For those of you who think Hillary Clinton and Barack Obama can sling some mud, check out these brawls. The top political melees, spanning history and the globe, make John Kerry’s Swift Boat seem like the Love Boat, and the smear campaign about John McCain’s black love child (um, he doesn’t really have one) seem like a silly game of telephone.
Here are my favorite political brawls of all time:
1. Shoe Fight in Taiwan
According to the Taipei Times, just last year, the Taiwanese Parliament—infamous for bawdy brawls—descended into chaos after lawmaker Wang Shu-hui threw a shoe at Speaker Wang Jin-pyng. The shoe missed its target, instead striking the face of another lawmaker and soon the Parliament was involved in a WWF-style smack down (video).
2. Taiwan Redux
One year before throwing her shoe at the Speaker, Wang Shu-hui snatched a written proposal to create direct transport links with Mainland China and shoved it into her mouth. The Taipei Times reported that opposition party leaders pulled her hair to try to get her to cough it up, but their antics failed. After the attention waned, she spat out the proposal and ripped it into pieces.
3. Caning in the U.S. Senate
In May of 1856, the U.S. Senate chamber transformed into a combat zone when Representative Preston Brooks, a pro-slavery Democrat from South Carolina, entered the chamber and slammed his metal-topped cane into Senator Charles Sumner’s head. Brooks struck again and again, bloodying Sumner as he lurched about the chamber. According to the U.S. States Senate Web site, Sumner, an antislavery Republican from Massachusetts, had maligned Brooks and his pro-slavery friends, like Stephen Douglas of Illinois, whom Sumner had called a “noise-some, squat, and nameless animal … not a proper model for an American senator.” Ah, sweet revenge.
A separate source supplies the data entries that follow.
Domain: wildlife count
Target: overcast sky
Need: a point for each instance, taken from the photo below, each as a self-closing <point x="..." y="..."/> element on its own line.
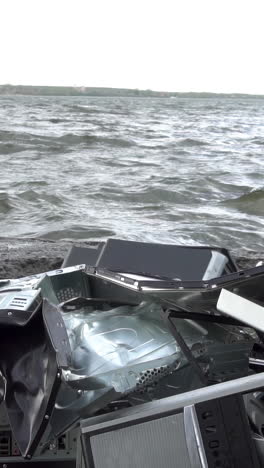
<point x="171" y="45"/>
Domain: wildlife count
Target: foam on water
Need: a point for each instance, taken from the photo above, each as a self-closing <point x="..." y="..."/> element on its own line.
<point x="185" y="170"/>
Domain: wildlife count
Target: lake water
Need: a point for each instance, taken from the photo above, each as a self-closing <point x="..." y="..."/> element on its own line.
<point x="179" y="170"/>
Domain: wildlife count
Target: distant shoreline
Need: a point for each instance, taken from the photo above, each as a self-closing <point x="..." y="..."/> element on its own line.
<point x="26" y="90"/>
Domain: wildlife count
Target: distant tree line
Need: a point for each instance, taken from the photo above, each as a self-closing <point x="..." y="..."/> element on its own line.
<point x="8" y="89"/>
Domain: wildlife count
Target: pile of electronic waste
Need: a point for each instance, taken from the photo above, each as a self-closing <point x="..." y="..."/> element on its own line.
<point x="134" y="355"/>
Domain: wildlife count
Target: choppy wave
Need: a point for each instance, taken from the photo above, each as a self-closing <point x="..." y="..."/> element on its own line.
<point x="183" y="170"/>
<point x="251" y="203"/>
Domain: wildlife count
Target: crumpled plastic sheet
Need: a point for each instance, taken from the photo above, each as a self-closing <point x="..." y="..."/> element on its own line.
<point x="115" y="348"/>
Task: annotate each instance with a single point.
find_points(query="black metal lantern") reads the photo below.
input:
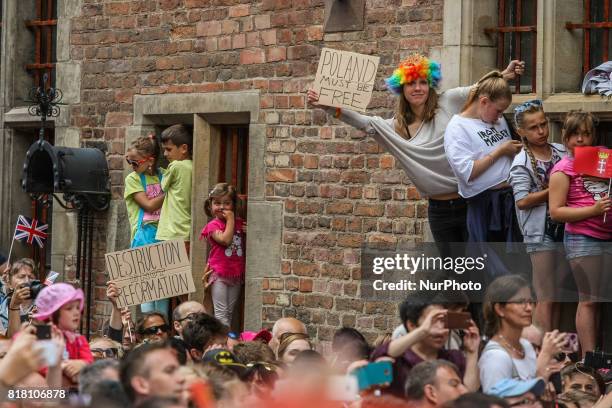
(80, 174)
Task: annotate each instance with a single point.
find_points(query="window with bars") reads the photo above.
(234, 163)
(596, 25)
(44, 27)
(516, 39)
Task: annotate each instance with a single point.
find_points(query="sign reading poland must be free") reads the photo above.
(150, 272)
(345, 79)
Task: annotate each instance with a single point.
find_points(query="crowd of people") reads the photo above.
(192, 359)
(486, 181)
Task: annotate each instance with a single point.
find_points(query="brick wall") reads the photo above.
(339, 189)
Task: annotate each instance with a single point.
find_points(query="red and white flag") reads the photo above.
(30, 230)
(593, 161)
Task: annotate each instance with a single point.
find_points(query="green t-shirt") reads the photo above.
(175, 219)
(133, 185)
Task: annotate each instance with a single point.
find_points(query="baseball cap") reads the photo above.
(262, 335)
(224, 358)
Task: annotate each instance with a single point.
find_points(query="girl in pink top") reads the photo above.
(226, 235)
(61, 304)
(581, 202)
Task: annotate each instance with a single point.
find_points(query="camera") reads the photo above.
(35, 287)
(598, 359)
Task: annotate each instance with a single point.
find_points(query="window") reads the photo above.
(516, 39)
(596, 25)
(44, 27)
(234, 162)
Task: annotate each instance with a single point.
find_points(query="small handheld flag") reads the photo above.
(30, 230)
(593, 161)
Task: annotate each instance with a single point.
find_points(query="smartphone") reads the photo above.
(343, 388)
(49, 352)
(374, 375)
(457, 320)
(43, 332)
(571, 345)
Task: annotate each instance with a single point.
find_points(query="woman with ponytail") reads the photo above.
(480, 150)
(415, 137)
(529, 176)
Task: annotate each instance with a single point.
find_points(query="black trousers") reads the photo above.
(447, 220)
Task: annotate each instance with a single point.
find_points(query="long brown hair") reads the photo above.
(492, 85)
(519, 119)
(500, 291)
(404, 115)
(574, 120)
(220, 190)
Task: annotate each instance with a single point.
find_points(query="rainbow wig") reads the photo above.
(413, 67)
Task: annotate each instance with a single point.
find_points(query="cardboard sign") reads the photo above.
(345, 79)
(150, 272)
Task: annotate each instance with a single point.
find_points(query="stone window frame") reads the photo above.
(467, 53)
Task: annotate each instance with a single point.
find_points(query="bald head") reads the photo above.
(182, 311)
(285, 325)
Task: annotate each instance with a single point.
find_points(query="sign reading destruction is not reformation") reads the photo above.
(150, 272)
(345, 79)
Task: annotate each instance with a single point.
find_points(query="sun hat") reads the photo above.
(510, 387)
(53, 297)
(262, 335)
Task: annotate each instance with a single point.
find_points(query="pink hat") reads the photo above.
(53, 297)
(262, 335)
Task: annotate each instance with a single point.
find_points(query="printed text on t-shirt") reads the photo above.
(491, 136)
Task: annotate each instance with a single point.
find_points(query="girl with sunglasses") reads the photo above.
(144, 198)
(152, 326)
(529, 177)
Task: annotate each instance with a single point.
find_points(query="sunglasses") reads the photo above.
(149, 331)
(525, 106)
(190, 316)
(526, 401)
(136, 163)
(107, 353)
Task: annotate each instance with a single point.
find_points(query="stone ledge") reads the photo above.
(19, 117)
(225, 103)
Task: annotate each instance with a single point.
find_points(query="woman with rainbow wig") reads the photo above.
(415, 137)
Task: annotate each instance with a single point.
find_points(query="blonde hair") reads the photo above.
(492, 85)
(404, 115)
(220, 190)
(574, 120)
(148, 147)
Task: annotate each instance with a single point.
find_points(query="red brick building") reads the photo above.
(238, 72)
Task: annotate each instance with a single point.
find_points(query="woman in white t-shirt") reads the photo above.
(508, 308)
(480, 150)
(415, 137)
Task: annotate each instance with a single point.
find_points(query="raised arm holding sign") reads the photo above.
(415, 136)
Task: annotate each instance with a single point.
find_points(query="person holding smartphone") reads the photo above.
(18, 305)
(425, 319)
(508, 308)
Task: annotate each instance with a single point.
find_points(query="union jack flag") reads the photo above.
(29, 230)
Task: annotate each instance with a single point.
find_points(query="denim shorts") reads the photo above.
(547, 244)
(578, 245)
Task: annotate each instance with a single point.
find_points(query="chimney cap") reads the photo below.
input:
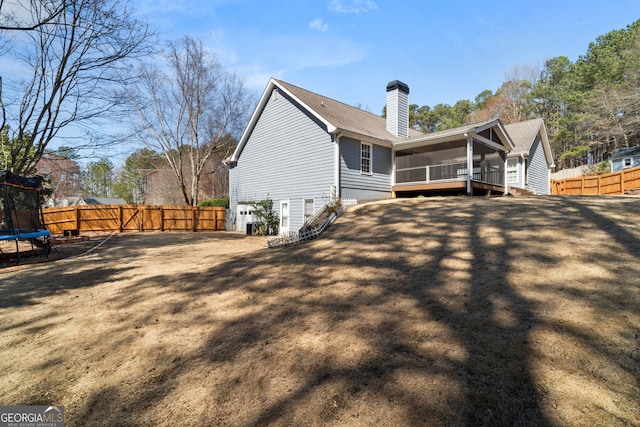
(397, 84)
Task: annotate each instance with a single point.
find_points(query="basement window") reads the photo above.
(365, 158)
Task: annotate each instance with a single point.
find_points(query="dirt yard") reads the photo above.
(435, 311)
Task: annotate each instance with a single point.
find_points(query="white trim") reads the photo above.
(517, 170)
(257, 112)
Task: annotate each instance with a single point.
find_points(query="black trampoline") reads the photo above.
(20, 214)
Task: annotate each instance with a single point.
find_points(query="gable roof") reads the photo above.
(626, 152)
(344, 119)
(524, 134)
(335, 115)
(456, 133)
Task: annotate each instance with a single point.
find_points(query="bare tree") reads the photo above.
(510, 102)
(19, 16)
(74, 58)
(190, 113)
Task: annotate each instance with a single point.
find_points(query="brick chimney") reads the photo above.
(398, 109)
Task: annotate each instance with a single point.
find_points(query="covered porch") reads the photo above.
(468, 160)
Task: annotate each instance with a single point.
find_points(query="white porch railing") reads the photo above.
(456, 171)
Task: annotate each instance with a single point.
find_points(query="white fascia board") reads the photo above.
(365, 138)
(546, 145)
(273, 84)
(330, 127)
(252, 122)
(491, 144)
(497, 126)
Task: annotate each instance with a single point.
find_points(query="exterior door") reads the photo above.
(244, 216)
(284, 216)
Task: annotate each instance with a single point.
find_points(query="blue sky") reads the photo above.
(350, 49)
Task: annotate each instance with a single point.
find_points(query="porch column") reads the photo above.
(506, 182)
(469, 164)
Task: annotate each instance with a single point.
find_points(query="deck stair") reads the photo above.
(314, 227)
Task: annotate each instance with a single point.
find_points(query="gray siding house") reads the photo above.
(529, 164)
(625, 158)
(303, 150)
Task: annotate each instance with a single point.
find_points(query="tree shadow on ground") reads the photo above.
(442, 321)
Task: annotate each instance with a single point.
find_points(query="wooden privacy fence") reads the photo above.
(132, 217)
(611, 183)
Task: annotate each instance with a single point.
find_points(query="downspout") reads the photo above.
(506, 174)
(335, 194)
(469, 163)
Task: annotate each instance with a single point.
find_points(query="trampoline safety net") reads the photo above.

4. A Hit on the Competition
Just last year in Atlanta, concluding a storyline worthy of a gangster epic, former DeKalb County Sheriff Sidney Dorsey confessed to ordering the murder of his political rival (and DeKalb County Sheriff-elect) Derwin Brown. According to media accounts Brown was shot eleven times as he walked up his driveway after returning from a party celebrating his graduation from the Sheriff’s Academy, his wife’s birthday, and his impending inauguration as Sheriff.
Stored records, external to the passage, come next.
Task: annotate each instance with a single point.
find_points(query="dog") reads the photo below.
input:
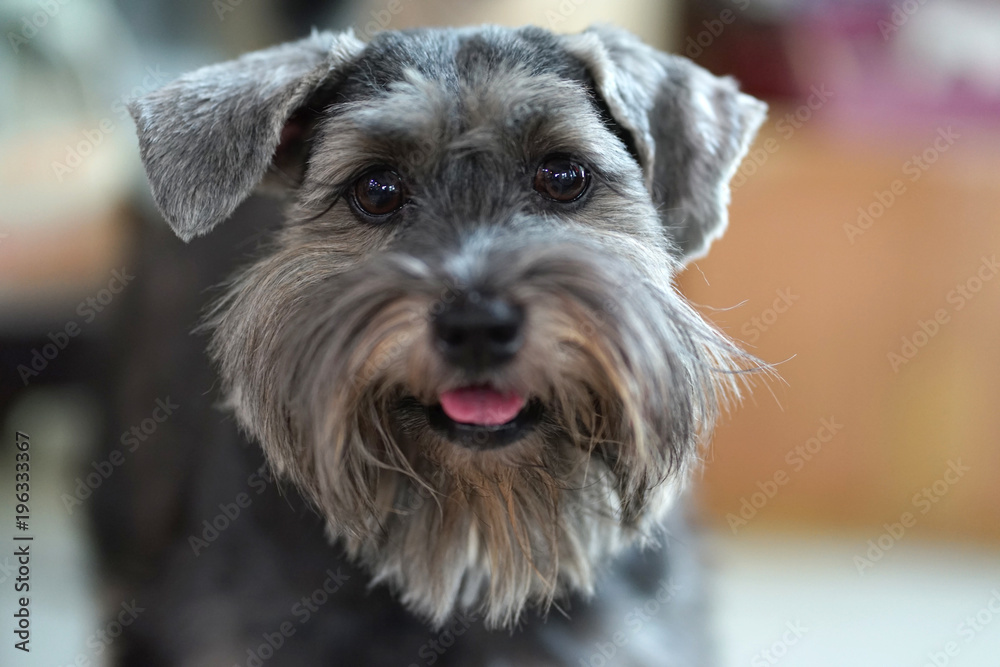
(478, 393)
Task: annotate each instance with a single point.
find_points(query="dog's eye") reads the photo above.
(379, 192)
(561, 179)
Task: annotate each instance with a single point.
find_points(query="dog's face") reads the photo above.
(464, 345)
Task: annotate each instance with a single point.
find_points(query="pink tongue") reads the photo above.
(481, 405)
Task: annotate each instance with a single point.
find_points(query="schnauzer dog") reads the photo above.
(462, 346)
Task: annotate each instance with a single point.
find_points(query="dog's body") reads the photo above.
(463, 347)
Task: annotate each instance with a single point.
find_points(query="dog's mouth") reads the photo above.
(480, 417)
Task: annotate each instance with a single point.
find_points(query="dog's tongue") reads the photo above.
(481, 405)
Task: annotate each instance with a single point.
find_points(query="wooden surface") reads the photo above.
(851, 305)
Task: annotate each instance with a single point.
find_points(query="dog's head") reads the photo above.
(464, 344)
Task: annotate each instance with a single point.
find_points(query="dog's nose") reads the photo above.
(477, 332)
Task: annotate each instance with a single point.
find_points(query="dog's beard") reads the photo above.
(335, 372)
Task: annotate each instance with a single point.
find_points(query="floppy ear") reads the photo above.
(690, 128)
(207, 139)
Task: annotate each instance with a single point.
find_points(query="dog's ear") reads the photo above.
(689, 128)
(208, 138)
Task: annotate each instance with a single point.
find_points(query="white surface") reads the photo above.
(903, 611)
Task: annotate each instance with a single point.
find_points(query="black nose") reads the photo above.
(477, 332)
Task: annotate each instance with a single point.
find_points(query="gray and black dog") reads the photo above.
(462, 349)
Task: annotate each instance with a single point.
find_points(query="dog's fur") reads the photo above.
(324, 342)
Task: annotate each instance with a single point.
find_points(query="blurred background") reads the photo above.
(852, 509)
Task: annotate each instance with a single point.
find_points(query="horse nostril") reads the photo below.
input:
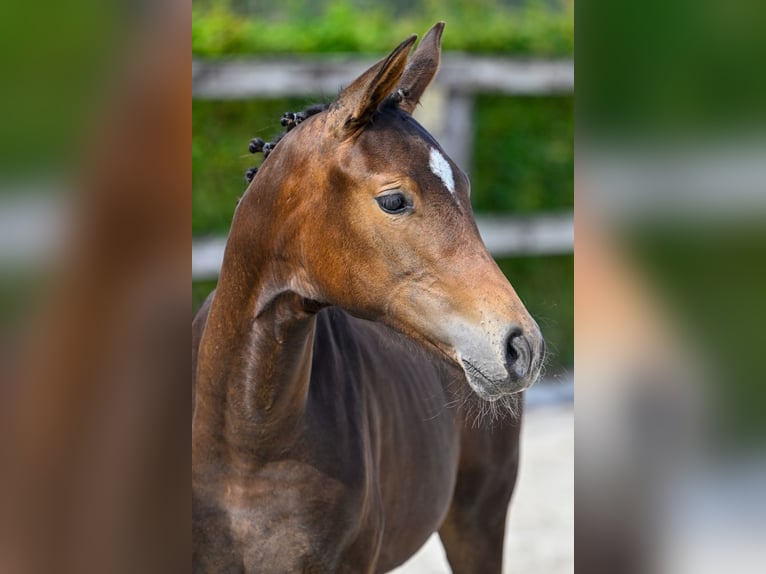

5. Brandishing Microphones in India
In 1997, the state legislative assembly in Uttar Pradesh, India, broke out into riots just as they were about to discuss a sensitive civil rights issue. Members of the minority party rushed the bench of the leader, ripping microphones out of their stands and tossing them like spears through the air. Politicians grabbed chairs and threw them at each other, becoming more and more enraged. The chaotic scene ended with bloodied politicians climbing into ambulances. You can see the drama unfold on YouTube.
6. Czech Slap Down
During a meeting in Prague, right-winger Miroslav Macek stepped to the podium and announced that he needed to address a personal issue. According to the BBC, he walked over to his rival, Czech Health Minister David Rath, and slapped him in the back of the head. “Minister Rath was warned in advance. He deserves it,” Macek told the audience. Meanwhile, Rath stood up and countered, “Why didn’t you attack me from the front like a real man? You are a coward.” He hit Macek back, and the two descended into an inglorious brawl. YouTube has hilarious—and shocking—footage of the boy slap.
7. Hickory Walking Stick and Metal Tongs
In 1798, inside the chamber of the U.S. House of Representatives, Congressman Roger Griswold of Connecticut attacked Vermont Representative Matthew Lyon with a hickory walking stick, according to an essay published by the University of Virginia. Lyon tried to defend himself from the repeated blows, and finally ran to the fireplace, grabbed a pair of metal tongs and lashed back at Griswold.
8. Mexican Melee
On the heels of Mexico’s heated 2006 presidential election, leftist lawmakers descended into fistfights and chair throwing just one hour before Felipe Calderon took the oath of office as Mexico’s new president. The leftist lawmakers attempted to block the chamber’s doors, but Calderon—sigh—was able to make his way through the barricades.
9. Fightin’ Words
As Washington Monthly reported, California Assembly Speaker Doris Allen, sparring with her fellow Republicans more than a decade ago, called them “power-mongering men with short penises.” Ouch. That may be worse than a fist in the face.
10. Et Tu, Brute
On the Ides of March in 44 BC, Julius Caesar was murdered by a group of fellow senators, including his good friend, Marcus Junius Brutus. When he saw that even his good friend Brutus was involved with the stabbing, he resigned himself to his fate, and gave Shakespeare fodder for one of his most famous lines.